DEV Community

Cover image for I tried to run Socket.IO on Cloud Run. It kinda worked… until it really didn’t. Here’s how I fixed it.
Chris
Chris

Posted on

I tried to run Socket.IO on Cloud Run. It kinda worked… until it really didn’t. Here’s how I fixed it.

TL;DR: I started with Socket.IO inside a single Cloud Run service. I was naive about keeping “prolonged sessions” alive on a stateless platform. When emits were flaky, I split into two containers (backend + realtime) as a quick fix but still unreliable during deploys/auto-scale, and min-instances would have raised baseline cost. The final setup that works: CRUD on Cloud Run, sockets on one small GCE VM, with Google Pub/Sub as the glue. Cheap. Stable. And my first “distributed system” that actually behaves.

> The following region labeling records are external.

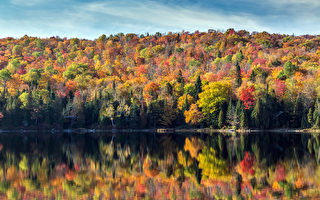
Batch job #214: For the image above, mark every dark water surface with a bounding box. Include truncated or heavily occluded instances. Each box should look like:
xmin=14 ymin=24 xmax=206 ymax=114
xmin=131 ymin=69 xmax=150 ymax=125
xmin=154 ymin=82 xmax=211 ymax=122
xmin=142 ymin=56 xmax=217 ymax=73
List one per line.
xmin=0 ymin=133 xmax=320 ymax=199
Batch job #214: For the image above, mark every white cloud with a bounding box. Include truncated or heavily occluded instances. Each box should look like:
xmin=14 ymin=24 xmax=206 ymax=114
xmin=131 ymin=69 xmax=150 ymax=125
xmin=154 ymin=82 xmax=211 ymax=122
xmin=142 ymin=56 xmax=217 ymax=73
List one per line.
xmin=79 ymin=1 xmax=263 ymax=31
xmin=0 ymin=0 xmax=320 ymax=39
xmin=10 ymin=0 xmax=48 ymax=6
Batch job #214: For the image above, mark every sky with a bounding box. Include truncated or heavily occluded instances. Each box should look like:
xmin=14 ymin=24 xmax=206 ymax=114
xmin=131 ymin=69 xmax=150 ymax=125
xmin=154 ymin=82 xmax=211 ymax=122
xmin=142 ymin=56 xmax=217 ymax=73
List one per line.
xmin=0 ymin=0 xmax=320 ymax=39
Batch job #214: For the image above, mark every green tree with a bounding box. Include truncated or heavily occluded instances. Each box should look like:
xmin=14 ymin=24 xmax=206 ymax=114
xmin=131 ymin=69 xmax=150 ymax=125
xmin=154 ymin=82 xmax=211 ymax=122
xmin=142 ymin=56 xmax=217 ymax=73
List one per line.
xmin=218 ymin=109 xmax=225 ymax=128
xmin=0 ymin=68 xmax=12 ymax=96
xmin=251 ymin=99 xmax=263 ymax=128
xmin=236 ymin=63 xmax=242 ymax=87
xmin=194 ymin=75 xmax=202 ymax=101
xmin=197 ymin=81 xmax=231 ymax=116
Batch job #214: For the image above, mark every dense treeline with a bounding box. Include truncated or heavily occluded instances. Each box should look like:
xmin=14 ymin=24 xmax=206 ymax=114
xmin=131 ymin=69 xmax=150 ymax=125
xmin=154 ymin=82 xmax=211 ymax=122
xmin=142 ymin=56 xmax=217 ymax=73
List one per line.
xmin=0 ymin=29 xmax=320 ymax=129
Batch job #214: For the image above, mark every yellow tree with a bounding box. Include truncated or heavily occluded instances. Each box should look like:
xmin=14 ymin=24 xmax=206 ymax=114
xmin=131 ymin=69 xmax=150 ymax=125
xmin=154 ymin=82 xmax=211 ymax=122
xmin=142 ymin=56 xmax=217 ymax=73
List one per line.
xmin=197 ymin=81 xmax=231 ymax=116
xmin=184 ymin=104 xmax=203 ymax=125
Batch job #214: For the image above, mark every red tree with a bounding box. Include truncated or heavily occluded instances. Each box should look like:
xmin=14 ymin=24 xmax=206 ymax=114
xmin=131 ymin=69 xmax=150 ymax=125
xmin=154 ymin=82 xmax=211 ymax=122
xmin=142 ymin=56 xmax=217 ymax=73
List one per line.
xmin=240 ymin=86 xmax=255 ymax=109
xmin=240 ymin=152 xmax=255 ymax=175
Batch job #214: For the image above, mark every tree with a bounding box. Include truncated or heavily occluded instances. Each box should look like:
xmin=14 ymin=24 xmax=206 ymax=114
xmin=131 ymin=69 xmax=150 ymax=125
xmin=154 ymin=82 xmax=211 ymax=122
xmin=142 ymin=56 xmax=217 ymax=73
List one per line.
xmin=0 ymin=68 xmax=12 ymax=96
xmin=240 ymin=86 xmax=255 ymax=109
xmin=184 ymin=104 xmax=203 ymax=125
xmin=307 ymin=107 xmax=314 ymax=126
xmin=12 ymin=44 xmax=22 ymax=56
xmin=194 ymin=75 xmax=202 ymax=101
xmin=197 ymin=81 xmax=231 ymax=116
xmin=251 ymin=99 xmax=263 ymax=128
xmin=240 ymin=109 xmax=248 ymax=128
xmin=197 ymin=146 xmax=228 ymax=180
xmin=236 ymin=62 xmax=242 ymax=87
xmin=218 ymin=109 xmax=225 ymax=128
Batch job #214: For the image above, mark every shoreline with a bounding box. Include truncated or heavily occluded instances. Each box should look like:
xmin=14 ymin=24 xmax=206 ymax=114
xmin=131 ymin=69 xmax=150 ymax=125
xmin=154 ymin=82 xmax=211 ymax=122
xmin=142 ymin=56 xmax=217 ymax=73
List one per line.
xmin=0 ymin=128 xmax=320 ymax=134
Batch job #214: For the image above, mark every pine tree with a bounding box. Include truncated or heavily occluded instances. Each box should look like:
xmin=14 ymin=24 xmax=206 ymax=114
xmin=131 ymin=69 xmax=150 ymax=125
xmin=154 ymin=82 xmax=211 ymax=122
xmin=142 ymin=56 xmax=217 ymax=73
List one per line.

Why Cloud Run + sockets bit me

Cloud Run is awesome for stateless HTTP. WebSockets technically work, but:

  • Multiple revisions/instances: Socket.IO keeps room membership in memory per process. When Cloud Run deploys or scales, sockets can connect to Revision A while your emit happens in Revision Bdropped emits.
  • Rollouts: During deploys, two revisions can be live. Your Pub/Sub subscriber may run in one, while connected sockets live in the other.
  • Scale-to-zero/cold starts: There are windows where the subscriber isn’t ready or clients haven’t rejoined yet.

I also saw cost drift when keeping a realtime-ish instance “warm”.


The original plan (and my wrong assumptions)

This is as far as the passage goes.